Um soro para tratamento da covid-19 desenvolvido no Brasil a partir do plasma de cavalos apresentou anticorpos neutralizantes contra o novo coronavírus até 150 vezes mais potentes do que os presentes em ex-pacientes da doença. Obtido a partir da introdução do Sars-CoV-2 (o novo coronavírus) em equinos, o medicamento depende da aprovação da Agência Nacional de Vigilância Sanitária (Anvisa) para ser testado em humanos. Se tudo der certo, poderá estar disponível aos pacientes ainda antes do meio deste ano.

“Por melhor que seja, não é milagre”, alerta o presidente da Fundação de Amparo à Pesquisa do Rio (Faperj), Jerson Lima Silva, que participou do desenvolvimento do soro. “Mas sabemos que, mesmo com todo o otimismo, só teremos de 60% a 70% da população imunizada no final do ano. O ideal seria que já estivéssemos agora tratando as pessoas com o soro”, diz o pesquisador da Universidade Federal do Rio (UFRJ).

O plasma de pessoas que tiveram covid já é usado no tratamento da doença. É uma forma de oferecer anticorpos extras ao paciente que luta para combater o vírus. O princípio do soro pesquisado é semelhante. A diferença: é produzido em cavalos e, segundo os primeiros resultados, muito mais potente. Os anticorpos obtidos dos animais serão posteriormente purificados para serem injetados em pacientes. Um produto semelhante já é aplicado na Argentina. Sua eficácia é de 30% a 40%.

O soro brasileiro sob teste será injetado, inicialmente, em 41 pacientes. O estudo tem previsão de conclusão de três meses. Nesse período, serão avaliados reações adversas, tempo de internação, curva de redução da infecção pelo Sars-CoV-2, número de pacientes que necessitarão de intubação e mortalidade, entre outros aspectos. A pesquisa já foi aprovada pelo Conselho Nacional de Ética em Pesquisas (Conep).

O trabalho começou em maio do ano passado, quando cinco cavalos do Instituto Vital Brazil (IVB) foram inoculados com uma proteína S (proteína spike) recombinante do coronavírus produzida no Laboratório de Engenharia de Cultivos Celulares da Coppe/UFRJ. Depois de 70 dias, os plasmas dos animais apresentaram os anticorpos muito mais potentes do que os produzidos naturalmente.

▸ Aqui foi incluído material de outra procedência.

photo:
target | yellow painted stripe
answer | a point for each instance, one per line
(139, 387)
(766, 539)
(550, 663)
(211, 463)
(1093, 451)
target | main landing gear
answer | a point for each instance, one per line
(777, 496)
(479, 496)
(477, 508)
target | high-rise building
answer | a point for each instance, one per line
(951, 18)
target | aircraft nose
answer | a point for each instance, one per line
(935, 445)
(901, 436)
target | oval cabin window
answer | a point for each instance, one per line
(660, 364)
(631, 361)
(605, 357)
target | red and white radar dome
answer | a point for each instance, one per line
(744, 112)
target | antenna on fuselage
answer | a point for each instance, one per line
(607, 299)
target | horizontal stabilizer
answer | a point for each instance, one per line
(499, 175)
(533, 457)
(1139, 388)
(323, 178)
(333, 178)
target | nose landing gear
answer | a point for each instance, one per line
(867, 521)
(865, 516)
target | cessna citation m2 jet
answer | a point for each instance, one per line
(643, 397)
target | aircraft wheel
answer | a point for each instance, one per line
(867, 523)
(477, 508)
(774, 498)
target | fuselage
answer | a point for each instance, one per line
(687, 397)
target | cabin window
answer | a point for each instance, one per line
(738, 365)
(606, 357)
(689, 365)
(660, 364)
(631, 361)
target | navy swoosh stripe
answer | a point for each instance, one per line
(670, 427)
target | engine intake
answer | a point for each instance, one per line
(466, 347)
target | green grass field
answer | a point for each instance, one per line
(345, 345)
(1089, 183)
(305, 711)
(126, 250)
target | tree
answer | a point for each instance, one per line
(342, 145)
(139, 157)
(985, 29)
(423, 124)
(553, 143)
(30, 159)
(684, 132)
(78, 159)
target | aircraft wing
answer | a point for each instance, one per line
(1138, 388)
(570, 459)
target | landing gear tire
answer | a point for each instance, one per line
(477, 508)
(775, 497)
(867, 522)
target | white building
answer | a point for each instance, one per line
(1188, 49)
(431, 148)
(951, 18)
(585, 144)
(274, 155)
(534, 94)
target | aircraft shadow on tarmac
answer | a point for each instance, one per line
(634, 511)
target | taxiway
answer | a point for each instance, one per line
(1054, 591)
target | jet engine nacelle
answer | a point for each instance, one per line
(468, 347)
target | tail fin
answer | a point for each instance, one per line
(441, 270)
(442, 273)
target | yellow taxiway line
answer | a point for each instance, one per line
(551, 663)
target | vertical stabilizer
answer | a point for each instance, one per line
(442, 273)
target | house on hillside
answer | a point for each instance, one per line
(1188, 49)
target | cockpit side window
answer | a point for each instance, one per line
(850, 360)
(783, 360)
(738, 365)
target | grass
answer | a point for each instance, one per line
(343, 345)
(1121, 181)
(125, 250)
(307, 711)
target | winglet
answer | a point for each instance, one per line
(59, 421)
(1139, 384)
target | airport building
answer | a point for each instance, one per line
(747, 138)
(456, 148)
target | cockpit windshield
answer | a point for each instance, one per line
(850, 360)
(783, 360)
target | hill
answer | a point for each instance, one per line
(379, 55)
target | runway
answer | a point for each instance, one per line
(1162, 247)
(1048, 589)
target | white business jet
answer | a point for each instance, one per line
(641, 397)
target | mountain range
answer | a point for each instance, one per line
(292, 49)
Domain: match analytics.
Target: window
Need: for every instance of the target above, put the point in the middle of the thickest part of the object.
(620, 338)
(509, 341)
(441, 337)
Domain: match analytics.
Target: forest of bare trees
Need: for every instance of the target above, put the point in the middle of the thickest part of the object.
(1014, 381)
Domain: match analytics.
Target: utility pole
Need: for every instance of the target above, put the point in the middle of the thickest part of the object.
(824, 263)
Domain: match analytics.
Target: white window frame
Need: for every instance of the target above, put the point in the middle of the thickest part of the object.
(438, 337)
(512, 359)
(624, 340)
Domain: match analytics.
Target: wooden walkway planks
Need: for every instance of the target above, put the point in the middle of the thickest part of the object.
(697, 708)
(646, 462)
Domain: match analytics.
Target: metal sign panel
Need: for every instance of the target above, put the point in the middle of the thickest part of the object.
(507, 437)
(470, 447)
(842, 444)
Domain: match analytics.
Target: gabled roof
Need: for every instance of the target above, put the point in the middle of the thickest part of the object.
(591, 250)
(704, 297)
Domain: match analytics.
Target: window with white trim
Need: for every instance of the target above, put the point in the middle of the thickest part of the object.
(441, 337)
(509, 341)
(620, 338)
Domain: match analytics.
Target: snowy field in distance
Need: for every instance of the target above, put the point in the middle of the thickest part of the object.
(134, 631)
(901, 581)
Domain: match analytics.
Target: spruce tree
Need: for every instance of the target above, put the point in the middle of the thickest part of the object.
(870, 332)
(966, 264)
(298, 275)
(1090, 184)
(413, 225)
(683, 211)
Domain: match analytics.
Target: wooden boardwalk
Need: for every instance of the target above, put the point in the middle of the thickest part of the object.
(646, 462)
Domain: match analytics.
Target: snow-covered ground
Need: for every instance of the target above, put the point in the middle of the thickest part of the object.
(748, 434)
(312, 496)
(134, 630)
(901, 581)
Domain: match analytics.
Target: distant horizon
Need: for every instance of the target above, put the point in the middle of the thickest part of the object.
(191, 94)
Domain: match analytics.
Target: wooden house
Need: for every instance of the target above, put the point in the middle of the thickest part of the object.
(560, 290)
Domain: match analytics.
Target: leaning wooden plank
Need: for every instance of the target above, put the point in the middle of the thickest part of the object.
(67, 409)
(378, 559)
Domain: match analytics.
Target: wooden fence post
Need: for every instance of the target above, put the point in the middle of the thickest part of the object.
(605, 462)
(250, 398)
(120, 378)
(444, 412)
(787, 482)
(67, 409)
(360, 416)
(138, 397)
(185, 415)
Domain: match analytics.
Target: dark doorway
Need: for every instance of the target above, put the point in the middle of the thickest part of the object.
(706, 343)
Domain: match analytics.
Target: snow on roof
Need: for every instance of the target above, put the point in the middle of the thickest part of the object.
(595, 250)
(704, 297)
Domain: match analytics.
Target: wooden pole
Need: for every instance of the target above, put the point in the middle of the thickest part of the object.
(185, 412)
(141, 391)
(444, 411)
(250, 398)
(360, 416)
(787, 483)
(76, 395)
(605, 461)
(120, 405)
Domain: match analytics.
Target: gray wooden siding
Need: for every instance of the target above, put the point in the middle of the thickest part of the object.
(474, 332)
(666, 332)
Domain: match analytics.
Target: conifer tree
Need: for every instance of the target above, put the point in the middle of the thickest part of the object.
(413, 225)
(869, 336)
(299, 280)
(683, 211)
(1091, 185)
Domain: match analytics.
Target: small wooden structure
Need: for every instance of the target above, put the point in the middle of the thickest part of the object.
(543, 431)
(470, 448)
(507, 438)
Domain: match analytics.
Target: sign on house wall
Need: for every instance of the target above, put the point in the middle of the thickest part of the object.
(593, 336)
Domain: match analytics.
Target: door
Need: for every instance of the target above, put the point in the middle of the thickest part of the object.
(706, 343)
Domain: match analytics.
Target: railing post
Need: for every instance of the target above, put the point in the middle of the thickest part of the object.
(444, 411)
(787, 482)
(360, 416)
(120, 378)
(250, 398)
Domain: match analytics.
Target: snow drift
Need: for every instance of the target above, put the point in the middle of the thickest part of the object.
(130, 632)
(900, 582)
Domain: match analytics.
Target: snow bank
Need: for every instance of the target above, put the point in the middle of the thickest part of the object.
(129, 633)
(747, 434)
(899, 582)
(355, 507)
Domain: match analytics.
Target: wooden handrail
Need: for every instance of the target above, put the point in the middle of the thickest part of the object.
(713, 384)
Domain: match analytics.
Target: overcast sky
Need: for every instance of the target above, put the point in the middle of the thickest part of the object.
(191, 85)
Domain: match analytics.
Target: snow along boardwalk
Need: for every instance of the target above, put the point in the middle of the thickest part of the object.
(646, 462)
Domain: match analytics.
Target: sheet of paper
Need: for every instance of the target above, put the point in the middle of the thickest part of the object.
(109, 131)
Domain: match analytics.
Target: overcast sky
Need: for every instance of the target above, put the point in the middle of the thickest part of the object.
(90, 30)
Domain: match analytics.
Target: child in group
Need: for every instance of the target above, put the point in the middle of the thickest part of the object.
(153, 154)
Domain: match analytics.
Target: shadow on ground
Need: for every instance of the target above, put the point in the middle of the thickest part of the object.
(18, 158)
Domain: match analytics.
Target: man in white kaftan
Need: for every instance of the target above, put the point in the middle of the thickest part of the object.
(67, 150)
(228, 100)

“Diante da inexistência de terapias específicas para a doença, os anticorpos de cavalos produzidos pelo IVB são uma grande esperança de tratamento possível e específico para a Covid-19”, afirma a pesquisadora Leda Castilho, coordenadora do laboratório da Coppe.

Segundo Lima Silva, um dos motivos da obtenção da boa resposta imune é justamente o fato de que os cientistas usaram uma proteína recombinante inteira, não apenas fragmentos.

Uma das vantagens desse tratamento é que a soroterapia é usada há décadas contra doenças como raiva e tétano e também para picadas de abelhas, cobras e outros animais peçonhentos, sem registro de reações adversas. Além disso, é possível produzir uma grande quantidade de soro em pouco tempo. Somente no IVB são 300 cavalos, mas outros animais poderiam ser facilmente adquiridos se for necessário.